Using a simple SQL query shown below, I was able to a get a complete list of every document ever printed from my machine (all records dating back to 2014 and well before I installed osquery).

SELECT * FROM cups_jobs;

The image above is from the exported csv file from Kolide Manager and shows the various times in Epoch time. The Epoch time (1598384396) translated to human readable date/time for the Financial Data – Confidential.pdf is Tuesday, August 25, 2020 12:39:56 PM GMT-07:00 DST. It also shows the username of the individual who printed the document.

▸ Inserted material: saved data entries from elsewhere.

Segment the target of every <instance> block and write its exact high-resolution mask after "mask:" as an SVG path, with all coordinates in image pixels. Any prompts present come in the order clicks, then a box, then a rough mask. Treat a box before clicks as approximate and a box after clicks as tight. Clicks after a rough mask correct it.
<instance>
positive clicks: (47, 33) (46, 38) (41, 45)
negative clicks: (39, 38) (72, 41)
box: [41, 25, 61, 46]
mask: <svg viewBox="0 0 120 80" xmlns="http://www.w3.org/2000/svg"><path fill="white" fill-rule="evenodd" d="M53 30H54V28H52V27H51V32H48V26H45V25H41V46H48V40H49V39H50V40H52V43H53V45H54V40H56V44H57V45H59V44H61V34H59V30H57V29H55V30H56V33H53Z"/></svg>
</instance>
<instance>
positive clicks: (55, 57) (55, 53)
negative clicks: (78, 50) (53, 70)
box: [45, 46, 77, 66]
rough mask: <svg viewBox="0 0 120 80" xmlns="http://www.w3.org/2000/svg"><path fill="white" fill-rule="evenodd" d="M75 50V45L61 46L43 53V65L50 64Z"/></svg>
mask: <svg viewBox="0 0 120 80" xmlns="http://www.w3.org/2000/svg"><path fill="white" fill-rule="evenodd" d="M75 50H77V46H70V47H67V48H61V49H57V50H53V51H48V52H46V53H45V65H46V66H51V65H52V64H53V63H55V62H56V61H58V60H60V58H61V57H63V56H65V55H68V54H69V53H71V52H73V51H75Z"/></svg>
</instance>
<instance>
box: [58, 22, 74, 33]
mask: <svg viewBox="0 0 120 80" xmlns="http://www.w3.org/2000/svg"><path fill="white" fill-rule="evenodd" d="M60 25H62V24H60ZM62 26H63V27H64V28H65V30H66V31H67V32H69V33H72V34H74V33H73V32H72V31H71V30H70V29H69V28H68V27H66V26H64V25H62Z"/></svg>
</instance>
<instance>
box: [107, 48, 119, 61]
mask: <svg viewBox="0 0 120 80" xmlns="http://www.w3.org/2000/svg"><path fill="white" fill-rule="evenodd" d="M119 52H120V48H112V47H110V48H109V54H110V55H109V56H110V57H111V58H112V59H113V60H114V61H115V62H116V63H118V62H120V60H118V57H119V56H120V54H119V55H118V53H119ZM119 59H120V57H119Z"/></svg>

  • Capture information on documents being copied to a USB device on a macOS host
  • Capture information on documents being copied to a share drive from a macOS host

Using the following somewhat more complex SQL query shown below, I was able to a get information on documents copied to both USB and network share drives.

SELECT action, file_events.uid, users.username, SUBSTR(target_path, 1) AS path, SUBSTR(md5, 0, 8) AS hash, time FROM file_events INNER JOIN users ON file_events.uid=users.uid WHERE sha1 <> '' AND target_path NOT LIKE '%DS_Store';

The results of running the query locally will show all files copied by a user to either a USB or a share drive as shown below.

Conclusions

There are several large enterprises using osquery for different use cases such as monitoring, incident response, IT compliance and vulnerability management. For each of these use cases, osquey supports a configuration through packs (groups of predefined quires, which run on a pre-defined schedule). I have presented yet another use case which osquery can easily support for monitoring DLI.

In a typical enterprise environment, it is unrealistic to query each of the hosts, but the capabilities built into osquery allow it to be connected to an ELK stack or to AWS Kinesis. The data gathered from all the hosts can easily be analyzed for such leaks. This makes an osquery based fleet very powerful for monitoring systems across the whole enterprise.